At the Company’s 2018 Annual Meeting of Stockholders on June 27, 2018, the Company’s stockholders approved a proposal to amend the Company’s Tenth Amended and Restated Certificate of Incorporation, as amended (the “Certificate of Incorporation”), to combine outstanding shares of the Company’s common stock into a lesser number of outstanding shares, by a ratio of not less than one-for-five and not more than one-for-fifteen, with the exact ratio to be set within this range by the Company’s board of directors in their sole discretion. The Company’s board of directors subsequently approved a one-for-fifteen reverse stock split of the Company’s outstanding shares of common stock and the Company filed with the Secretary of State of the State of Delaware a Certificate of Amendment (the “Certificate of Amendment”) to the Certificate of Incorporation to effect the Reverse Stock Split, which became effective upon the Company’s filing of the Certificate of Amendment with the Secretary of State of the State of Delaware on September 25, 2018 (the “Effective Time”).

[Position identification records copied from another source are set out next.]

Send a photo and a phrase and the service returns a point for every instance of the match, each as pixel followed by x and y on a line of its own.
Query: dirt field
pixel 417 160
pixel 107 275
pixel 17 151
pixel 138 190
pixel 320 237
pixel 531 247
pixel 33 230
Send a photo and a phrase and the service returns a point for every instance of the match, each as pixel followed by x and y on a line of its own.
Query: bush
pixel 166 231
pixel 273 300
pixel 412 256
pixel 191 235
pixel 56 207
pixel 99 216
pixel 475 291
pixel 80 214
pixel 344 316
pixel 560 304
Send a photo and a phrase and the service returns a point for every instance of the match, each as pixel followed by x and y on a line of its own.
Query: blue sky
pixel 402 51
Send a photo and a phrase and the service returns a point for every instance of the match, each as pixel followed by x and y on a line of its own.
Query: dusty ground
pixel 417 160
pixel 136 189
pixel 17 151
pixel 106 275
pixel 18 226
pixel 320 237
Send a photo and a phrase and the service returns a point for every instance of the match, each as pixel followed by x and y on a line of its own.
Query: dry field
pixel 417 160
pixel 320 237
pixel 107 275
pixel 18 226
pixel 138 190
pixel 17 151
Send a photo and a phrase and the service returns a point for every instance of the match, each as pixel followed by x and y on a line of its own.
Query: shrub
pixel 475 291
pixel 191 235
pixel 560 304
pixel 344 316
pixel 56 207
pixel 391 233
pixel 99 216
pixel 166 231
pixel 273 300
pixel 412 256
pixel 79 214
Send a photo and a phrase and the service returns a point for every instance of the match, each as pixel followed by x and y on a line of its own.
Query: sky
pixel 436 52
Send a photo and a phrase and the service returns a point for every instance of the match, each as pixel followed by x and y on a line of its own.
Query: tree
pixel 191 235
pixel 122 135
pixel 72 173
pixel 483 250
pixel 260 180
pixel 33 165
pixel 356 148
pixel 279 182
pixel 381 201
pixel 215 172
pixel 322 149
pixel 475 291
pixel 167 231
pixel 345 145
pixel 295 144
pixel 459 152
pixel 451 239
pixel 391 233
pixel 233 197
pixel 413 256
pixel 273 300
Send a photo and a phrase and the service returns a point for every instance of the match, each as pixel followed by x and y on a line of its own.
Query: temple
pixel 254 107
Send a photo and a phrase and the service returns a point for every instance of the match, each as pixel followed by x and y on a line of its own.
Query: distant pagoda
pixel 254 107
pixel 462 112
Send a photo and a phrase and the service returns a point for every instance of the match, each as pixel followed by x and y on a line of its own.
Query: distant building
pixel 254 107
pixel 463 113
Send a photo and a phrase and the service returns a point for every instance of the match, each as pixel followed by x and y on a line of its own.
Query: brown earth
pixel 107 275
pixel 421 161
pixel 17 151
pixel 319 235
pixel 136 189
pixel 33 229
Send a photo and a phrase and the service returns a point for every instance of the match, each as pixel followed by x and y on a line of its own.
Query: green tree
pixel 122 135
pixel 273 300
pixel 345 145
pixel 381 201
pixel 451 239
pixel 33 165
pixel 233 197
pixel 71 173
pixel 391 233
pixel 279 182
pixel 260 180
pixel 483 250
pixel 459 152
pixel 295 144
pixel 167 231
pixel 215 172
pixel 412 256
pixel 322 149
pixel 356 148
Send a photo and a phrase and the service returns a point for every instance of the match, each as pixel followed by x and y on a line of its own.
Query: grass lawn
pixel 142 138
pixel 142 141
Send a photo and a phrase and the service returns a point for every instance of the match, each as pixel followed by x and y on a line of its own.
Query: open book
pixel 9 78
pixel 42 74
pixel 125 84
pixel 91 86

As of the Effective Time, the Company adjusted its outstanding tradable warrants currently trading on the NASDAQ Capital Market under the symbol “ONTXW” in accordance with the Warrant Agreement to reflect the Reverse Stock Split.  As a result of these adjustments, each tradable warrant now entitles its holder to purchase one-fifteenth (1/15) of a share of the Company’s common stock at an exercise price of $73.80 per share of common stock, which is 15 times of the original exercise price of $4.92 per share.  If a holder of the tradable warrant would be entitled to receive a fraction of a share upon the exercise of the warrant, such fractional share will be rounded down to the nearest whole share in accordance with Section 4.7 of the Warrant Agreement.